One common sentiment is that today’s kids are so much worse than generations past. Have you noticed a decline in behavior among teens, both in the ten years that you’ve been practicing and also in comparison with your own youth?
No, I don’t think kids these days are any different than kids when I was a teenager. I think parents are different, and cultural expectations are different, and the way we teach kids and supervise is different. For example, teenagers now have been supervised more heavily. When I was a kid, I’m not going to say I walked up the hill both ways in the snow, but I walked a mile to school with my siblings, unsupervised. That was common and people weren’t scared about doing that. Now most kids spend most of their time directly in contact with adults who supervise them. That changes how they behave and how they relate to adults but I don’t think kids themselves are inherently different. It’s just that when you change the soil, the plant looks a little different.
In your mind, there are more restrictions on kids now?

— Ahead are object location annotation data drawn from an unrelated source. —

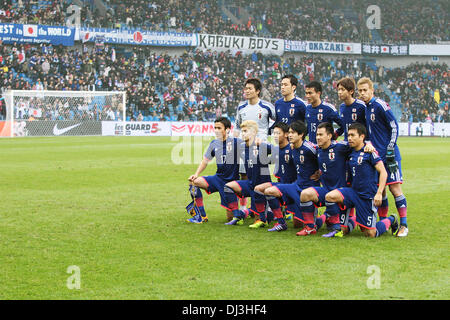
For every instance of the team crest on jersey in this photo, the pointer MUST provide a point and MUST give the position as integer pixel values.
(255, 151)
(331, 154)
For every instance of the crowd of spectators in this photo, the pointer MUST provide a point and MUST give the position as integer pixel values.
(328, 20)
(200, 85)
(423, 89)
(413, 21)
(22, 12)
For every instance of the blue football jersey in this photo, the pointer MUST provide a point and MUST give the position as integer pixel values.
(228, 154)
(256, 163)
(284, 164)
(382, 127)
(332, 164)
(290, 111)
(306, 164)
(354, 113)
(364, 174)
(314, 116)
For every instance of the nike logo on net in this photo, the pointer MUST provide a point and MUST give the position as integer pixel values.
(58, 132)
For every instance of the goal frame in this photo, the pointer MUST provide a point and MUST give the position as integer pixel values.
(9, 96)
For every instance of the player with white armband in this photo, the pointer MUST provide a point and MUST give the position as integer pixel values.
(382, 131)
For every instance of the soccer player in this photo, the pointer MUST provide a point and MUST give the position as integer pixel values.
(304, 156)
(289, 108)
(284, 171)
(332, 157)
(351, 110)
(256, 166)
(260, 111)
(228, 152)
(364, 195)
(318, 111)
(382, 131)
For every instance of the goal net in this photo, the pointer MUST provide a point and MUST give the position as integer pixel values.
(59, 113)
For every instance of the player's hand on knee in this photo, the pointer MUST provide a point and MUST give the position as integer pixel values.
(390, 160)
(378, 199)
(369, 148)
(316, 175)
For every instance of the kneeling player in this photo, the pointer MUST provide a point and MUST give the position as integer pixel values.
(304, 157)
(364, 195)
(256, 166)
(227, 151)
(284, 171)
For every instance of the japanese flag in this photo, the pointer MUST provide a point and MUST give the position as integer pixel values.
(21, 56)
(30, 30)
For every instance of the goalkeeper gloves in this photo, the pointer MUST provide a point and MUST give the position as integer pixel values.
(390, 160)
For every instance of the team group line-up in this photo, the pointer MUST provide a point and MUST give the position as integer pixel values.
(348, 177)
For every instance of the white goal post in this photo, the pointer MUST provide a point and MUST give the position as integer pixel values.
(57, 113)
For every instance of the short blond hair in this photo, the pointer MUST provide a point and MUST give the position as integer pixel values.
(365, 81)
(250, 124)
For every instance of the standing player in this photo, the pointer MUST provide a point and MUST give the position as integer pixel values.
(256, 164)
(304, 156)
(351, 110)
(227, 151)
(364, 195)
(382, 132)
(260, 111)
(332, 159)
(318, 111)
(289, 108)
(255, 109)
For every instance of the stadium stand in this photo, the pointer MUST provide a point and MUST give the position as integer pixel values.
(199, 85)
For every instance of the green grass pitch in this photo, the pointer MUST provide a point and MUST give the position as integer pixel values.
(114, 208)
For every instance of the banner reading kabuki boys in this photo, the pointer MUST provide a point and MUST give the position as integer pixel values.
(137, 37)
(246, 45)
(36, 34)
(333, 47)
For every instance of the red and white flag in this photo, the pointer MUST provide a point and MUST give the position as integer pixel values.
(30, 30)
(21, 56)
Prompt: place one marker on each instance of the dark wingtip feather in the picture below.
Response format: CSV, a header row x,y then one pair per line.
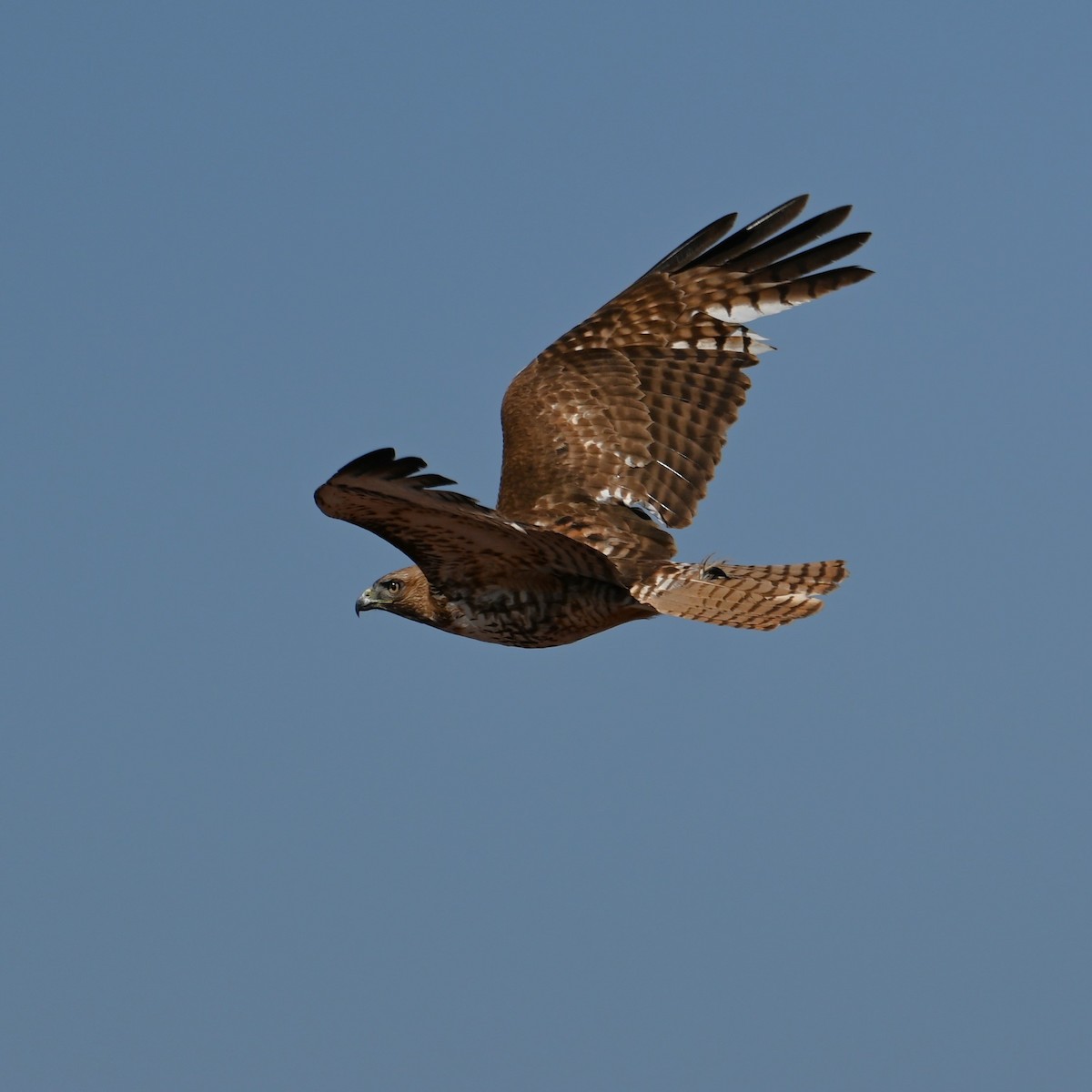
x,y
698,243
385,464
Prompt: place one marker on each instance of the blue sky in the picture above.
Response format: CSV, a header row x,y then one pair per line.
x,y
251,842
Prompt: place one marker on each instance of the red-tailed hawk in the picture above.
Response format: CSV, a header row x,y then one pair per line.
x,y
612,437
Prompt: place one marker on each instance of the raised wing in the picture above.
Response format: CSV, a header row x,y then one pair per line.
x,y
622,421
457,541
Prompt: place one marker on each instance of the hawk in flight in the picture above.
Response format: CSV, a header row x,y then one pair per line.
x,y
612,437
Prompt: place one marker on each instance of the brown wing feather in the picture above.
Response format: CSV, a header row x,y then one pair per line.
x,y
626,415
458,543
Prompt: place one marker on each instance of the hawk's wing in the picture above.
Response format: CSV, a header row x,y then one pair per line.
x,y
458,543
625,416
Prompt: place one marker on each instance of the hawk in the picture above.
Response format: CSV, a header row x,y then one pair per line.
x,y
612,437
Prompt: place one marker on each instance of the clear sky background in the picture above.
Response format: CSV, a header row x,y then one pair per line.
x,y
255,844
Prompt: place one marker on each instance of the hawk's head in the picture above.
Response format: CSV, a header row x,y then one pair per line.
x,y
404,592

There’s more supervision; I don’t know if it’s restrictive. When I was a kid, there was a lot more time that kids played with other kids and adults weren’t overseeing them. Maybe the parents now are overseeing kids and really letting them do a lot of things, but the parents are there. That wasn’t the case a generation ago.
So there’s less independence.
You have a lot less independence. They talk about entitlements. 20-year-olds are now going into the work place, being difficult or wanting their hand held. A lot of those differences come directly out of always being supervised.
FK – If children are raised to be children that’s what they’ll be.